3.1 Study population

A total of 36 Japanese participants were randomized to once-weekly somapacitan (n=18) or daily GH (n=18). These participants were extracted from the global trial population, which was stratified by region (Japan vs. Rest-of-world). Therefore, the number of Japanese participants randomized equally to each treatment (daily GH and once-weekly somapacitan) is expected to be similar. Likewise, the treatment groups are expected to have similar baseline characteristics. At week 34, 18 (100%) had completed treatment in the somapacitan group and 17 (94%) had completed treatment in the daily GH group. Only one participant discontinued treatment due to AE (a case of diabetes in the daily GH group).

Baseline characteristics are shown in Table 1 and were similar among the groups. Compared to the global trial (13), the Japanese participants generally had a lower mean body weight, BMI, and waist circumference, and fewer women were on oral estrogen. Oral estrogen was used in doses of 0.6 to 1.3 mg. Furthermore, a higher proportion had childhood onset GHD in the global trial.

Table 1

Table 1. Participant characteristics at baseline.

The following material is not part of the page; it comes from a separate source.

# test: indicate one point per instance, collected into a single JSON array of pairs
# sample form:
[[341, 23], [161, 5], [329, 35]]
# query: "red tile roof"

Median exposure was 238 days in both groups, and the mean (SD) treatment dose was 1.71 (1.09) mg/week in the somapacitan group and 0.24 (0.10) mg/day (equivalent to 1.68 mg/week) in the daily GH group. Median treatment adherence among the participants was 100% for somapacitan and 99.6% for daily GH. Mean (SD) treatment adherence was 99.0% (2.85) for somapacitan and 99.2% (1.24) for daily GH.

3.2 Body composition

The body weight mean change (SD) from baseline to week 34 was 1.2 (1.5) and -0.6 (2.7) kg in the somapacitan and daily GH group, respectively. The mean (SD) change in truncal fat percentage at week 34 was similar between the groups, with -2.23 (2.50) %-points for somapacitan and -2.12 (4.21) %-points for daily GH (Figure 1A; Table 2). Improvements in body composition measures were seen in both the somapacitan and daily GH groups. Mean reductions from baseline in the measures for fat mass were similar (Figures 1A, C) except for visceral fat (Figure 1B), where the somapacitan group appeared to show more pronounced decreases compared to the daily GH group (Figure 1B; Table 2). For the measures for lean mass, the mean increases from baseline appeared slightly more pronounced in the somapacitan group compared to the daily GH group (Figures 1D, E; Table 2). When adjusting the mean changes for baseline values, a similar pattern was seen, but the body composition measures became more similar between the groups (Supplementary Table S1) (15). Furthermore, there were no apparent patterns indicating that men, women not using oral estrogen, or women on oral estrogen showed distinct effects on body composition measures (Figure 1).

Figure 1

Figure 1. Changes from baseline in DXA-derived body composition measures at 34 weeks, including truncal fat percentage (A), visceral fat tissue (B), total fat mass (C), total lean body mass (D), and appendicular skeletal muscle mass (E). For effects on fat mass, a reduction is desired. For effects on lean mass, an increase is desired. Data are presented as change values for each individual participants, with mean change shown as horizontal lines. DXA, dual-energy x-ray absorptiometry; GH, growth hormone.

Table 2

Table 2. Baseline values and observed changes from baseline to week 34 in DXA-derived body composition measures.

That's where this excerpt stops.